Whether you’re in China, Brazil, USA, Japan, Indonesia, or Taiwan, researching across continents poses many intercultural insight challenges for Western companies and researchers, and vice versa.

We all have in-built cultural biases – mental image of countries, stereotypes, people, habits built up from stories we’ve read, personal experience, our own fears and prejudices.

French people carry onions on their shoulders. Germans are ruthlessly efficient.

Dominant narrative cultural myths – however dated and erroneous – can cloud our research vision if they operate subconsciously.

All this is mental baggage, and whilst it can’t be easily ditched, we need to identify as many of our own prejudices as possible, and approach our projects with a humble and open mind-set.

Self-awareness is sometimes inhibiting, but for the researcher abroad invariably fruitful and certainly a useful mindset when dealing with “otherness”.

Getting things Done….Playing with Cultural Expectations

Anyone who has done research in – for example – Asia knows that simply transferring the Western (direct) way of managing a project easily leads to frustration – and worse…..A sense of inter-cultural respect, humility even, is in order.

So if in moments of project stress, we inadvertently “pull rank” and put direct pressure on a Chinese field partner, say, it will likely backfire – leading to psychological blocking, reactance, panic even, non-responsiveness….serious problems are around the corner. Pointing out a mistake? Losing face? Yikes!!

Japanese people may well react similarly if there is any sense of “order-giving” or bossiness at a briefing – codes of politeness are broken implicitly, leading again to mental barriers being erected. People don’t listen, the project immediately loses a huge surge of local energy – and horribly it’s often unspoken.

This article isn’t intended as a mini-guidebook on e.g. Chinese or Japanese cultural intricacies, nor to deal off-handedly with cultural stereotypes – but what is key in any international research is finding ways to understand the basics of cultural and business communication and societal expectations, wherever you are – and then playing with them.

So for example, and this is not a joke – we’ve had great success looking sad at briefing sessions with Japanese colleagues.
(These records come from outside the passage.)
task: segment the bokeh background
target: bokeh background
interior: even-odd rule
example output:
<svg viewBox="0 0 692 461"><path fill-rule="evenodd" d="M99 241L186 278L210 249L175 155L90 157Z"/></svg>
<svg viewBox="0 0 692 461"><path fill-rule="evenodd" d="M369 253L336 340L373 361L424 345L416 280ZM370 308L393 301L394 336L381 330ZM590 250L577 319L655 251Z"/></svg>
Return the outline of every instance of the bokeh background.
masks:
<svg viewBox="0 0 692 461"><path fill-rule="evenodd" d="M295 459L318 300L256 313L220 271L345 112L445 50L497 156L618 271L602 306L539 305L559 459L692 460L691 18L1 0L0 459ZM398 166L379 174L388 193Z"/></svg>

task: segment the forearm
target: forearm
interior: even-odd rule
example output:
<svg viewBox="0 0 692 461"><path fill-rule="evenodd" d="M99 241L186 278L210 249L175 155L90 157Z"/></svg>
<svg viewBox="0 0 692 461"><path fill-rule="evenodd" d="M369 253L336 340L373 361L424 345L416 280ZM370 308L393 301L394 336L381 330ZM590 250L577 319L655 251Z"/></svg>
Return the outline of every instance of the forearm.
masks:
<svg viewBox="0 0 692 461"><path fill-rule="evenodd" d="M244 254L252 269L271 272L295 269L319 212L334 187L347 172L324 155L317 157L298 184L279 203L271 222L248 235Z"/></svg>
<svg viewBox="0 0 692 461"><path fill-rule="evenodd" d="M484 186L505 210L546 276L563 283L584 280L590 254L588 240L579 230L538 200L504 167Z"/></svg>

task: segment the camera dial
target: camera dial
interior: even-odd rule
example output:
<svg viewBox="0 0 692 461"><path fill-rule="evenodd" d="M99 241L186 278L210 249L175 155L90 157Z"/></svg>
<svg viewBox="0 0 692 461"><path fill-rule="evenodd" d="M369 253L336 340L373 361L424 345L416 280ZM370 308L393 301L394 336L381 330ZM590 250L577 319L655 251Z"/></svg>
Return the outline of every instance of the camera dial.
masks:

The colleagues opened up, responding intuitively to an unspoken appeal: “We need help!” The session was overall far more productive.

Being Culturally Attuned 

Being culturally attuned throughout the whole research process can work for you if you learn to “swing with it”.

If you’re doing qual. research – groups say – into football in Brazil, you may well end up with larger groups than you originally recruited for – friends come along simply because they’re interested in the topic. Aiming for 12 – get 25!

Teen research in South America? Don’t be surprised if the family turns up as well.

Exploratory research in India amongst women? In-homes explorations may not yield a 1-on-1 context – mother-in-laws may well be present.

Interview sessions in Mexico City – a 1 hour delay isn’t unusual due to traffic congestion.

Groups in Moscow? Over-recruiting can be advisable when the weather is either particularly bad or good, with excuses being either “couldn’t make it” or an unspoken “preferred to into the country, the weather’s so nice”

Different rules apply all the time depending on where you are, the research set-up needs to be adapted to the specific factors.

The learnings will be all the richer if you simply immerse yourself, fluidly at times, into what is going on around you – whereas if you obsess about process, timings, logistics, you may simply make yourself and everyone involved nervous and less receptive to the tangential.